Research - International Journal of Medical Research & Health Sciences ( 2022) Volume 11, Issue 3

Study of Heart Rate Variability among Normal and Overweight Individuals during Pre-and Post-Exercise Period

Athira Surendran1* and Shreesh Ajaykumar2
 
1Department of Physiology, Mysore Medical College and Research Institute Mysore, Karnataka, India
2Department of Civil Engineering, Government College of Engineering, Kannur, India
 
*Corresponding Author:
Athira Surendran, Department of Physiology, Mysore Medical College and Research Institute Mysore, Karnataka, India, Email: athiram1171@gmail.com

Received: 02-Feb-2022, Manuscript No. ijmrhs-22-53212 (M); Editor assigned: 04-Feb-2022, Pre QC No. ijmrhs-22-53212 (P); Reviewed: 22-Feb-2022, QC No. ijmrhs-22-53212 (Q); Revised: 07-Mar-2022, Manuscript No. ijmrhs-22-53212 (R); Published: 15-Mar-2022

Abstract

Background: Sympathetic activity in obesity-related cardiovascular diseases indicates the association between cardiac autonomic functions and BMI (Body Mass Index).
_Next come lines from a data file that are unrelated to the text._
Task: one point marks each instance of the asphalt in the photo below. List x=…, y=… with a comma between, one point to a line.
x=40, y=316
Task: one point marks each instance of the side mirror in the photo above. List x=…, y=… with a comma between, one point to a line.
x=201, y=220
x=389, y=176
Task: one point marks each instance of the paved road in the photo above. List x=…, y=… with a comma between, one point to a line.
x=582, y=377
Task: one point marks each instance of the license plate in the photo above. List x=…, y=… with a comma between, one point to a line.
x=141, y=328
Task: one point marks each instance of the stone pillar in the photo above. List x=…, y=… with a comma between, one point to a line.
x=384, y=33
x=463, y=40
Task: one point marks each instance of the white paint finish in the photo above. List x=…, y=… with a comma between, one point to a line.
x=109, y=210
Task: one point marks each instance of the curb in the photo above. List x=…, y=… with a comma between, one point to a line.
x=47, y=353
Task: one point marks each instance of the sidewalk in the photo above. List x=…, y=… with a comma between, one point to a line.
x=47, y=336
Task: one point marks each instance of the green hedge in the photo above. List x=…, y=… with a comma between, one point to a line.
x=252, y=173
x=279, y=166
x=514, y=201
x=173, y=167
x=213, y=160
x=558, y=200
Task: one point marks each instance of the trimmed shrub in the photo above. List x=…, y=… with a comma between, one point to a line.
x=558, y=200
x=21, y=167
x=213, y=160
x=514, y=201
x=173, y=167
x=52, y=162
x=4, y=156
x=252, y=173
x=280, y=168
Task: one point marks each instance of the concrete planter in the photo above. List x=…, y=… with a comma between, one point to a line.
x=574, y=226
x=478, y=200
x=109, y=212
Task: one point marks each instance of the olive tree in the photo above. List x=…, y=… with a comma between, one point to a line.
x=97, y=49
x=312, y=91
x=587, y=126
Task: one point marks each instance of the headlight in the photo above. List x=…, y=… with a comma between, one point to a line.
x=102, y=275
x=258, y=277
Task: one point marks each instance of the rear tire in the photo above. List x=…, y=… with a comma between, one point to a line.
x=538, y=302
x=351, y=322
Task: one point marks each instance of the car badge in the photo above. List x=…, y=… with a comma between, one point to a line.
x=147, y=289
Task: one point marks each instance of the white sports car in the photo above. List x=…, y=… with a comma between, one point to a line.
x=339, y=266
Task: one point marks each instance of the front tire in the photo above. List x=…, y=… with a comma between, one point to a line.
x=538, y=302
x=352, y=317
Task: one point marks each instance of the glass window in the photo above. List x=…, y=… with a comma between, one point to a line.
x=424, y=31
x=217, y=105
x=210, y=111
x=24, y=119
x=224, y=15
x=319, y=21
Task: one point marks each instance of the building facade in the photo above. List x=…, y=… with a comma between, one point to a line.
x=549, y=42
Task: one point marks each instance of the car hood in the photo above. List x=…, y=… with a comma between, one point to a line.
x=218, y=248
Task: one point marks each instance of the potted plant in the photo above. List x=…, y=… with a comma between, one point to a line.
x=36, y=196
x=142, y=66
The Heart Rate Variability (HRV) is considered as an appropriate measure of cardiac autonomic function. A stressor, like an exercise, requires changes in the neural, cardiovascular and autonomic control that are unique to the person. So the study was conducted to assess the heart rate variability of normal and overweight individuals during the pre-and post-exercise period. Methods: A case-control study with 42 subjects of 17-25 years old was done. Subject with their BMI ≥ 25 kg/m2 (overweight) was taken as cases and their BMI within normal limits (18.5 kg/m2-24.9 kg/m2) was taken as controls. Resting HRV was recorded. Then, the subjects were asked to perform Harvard Step Test and the post-exercise HRV was recorded immediately. Results: At rest, the values of HRV domains like High Frequency (HF) and RMSSD and pNN50 (Indicators of parasympathetic activity) were less and the Low Frequency (LF) and LF/HF (Indicators of sympathetic activity) were high in an overweight group compared to control. After exercise, the difference in the HRV variables became more prominent and LF/HF became significant for the overweight group compared to the control group. Correlation between HRV variables and BMI remained almost the same both in pre-and post-exercise. Conclusion: Overweight individuals have their HRV indices indicative of dominant cardiac sympathetic activity and reduced parasympathetic activity in response to simple aerobic exercise compared to individuals with normal BMI. Hence, it is likely that overweight individuals are prone to develop various cardiovascular diseases in their future life.

Keywords

Exercise, HRV, Overweight

Introduction

Modern lifestyle imposes various challenges to the homeostasis of the body, the major challenges being less physical activity and a stressful work environment. These factors lead to disturbed metabolic activity leading to overweight and obesity. The incidence of obesity in young adults in India now has been identified as one of the biggest precursors of many non-communicable diseases adversely affecting the cardiovascular health of the individual. It also increases the risk of diabetes mellitus and metabolic syndrome. WHO now accepts a Body Mass Index (BMI) of 25.0 kg/ m2 or higher as abnormal and the overweight category is classified as obese when the BMI is 30.0 kg/m2 or more [1,2].

Autonomic function has been largely focused on obesity, fuelled by either the putative involvement of enhanced sympathetic activity in obesity-related cardiovascular disease or the possible role of reduced sympathetic activity in the genesis of obesity [3].

The association between the overweight/obese condition and changes in the activity of the Autonomic Nervous System (ANS) is widely accepted [4-6]. In particular, it is known that the ANS influences physiological time variation between heartbeats. Hence, the Heart Rate Variability (HRV) is considered an appropriate measure of the cardiac autonomic function although its interpretation is to date controversial [7-9].

Physical exercise requires rapid and complex physiological adaptation, particularly by the ANS. Exercise programs require changes in the neural cardiovascular and ANS control that are unique to the person and his/her surroundings [10]. So there may be changes in the post-exercise cardiac autonomic response of individuals with normal and high BMI.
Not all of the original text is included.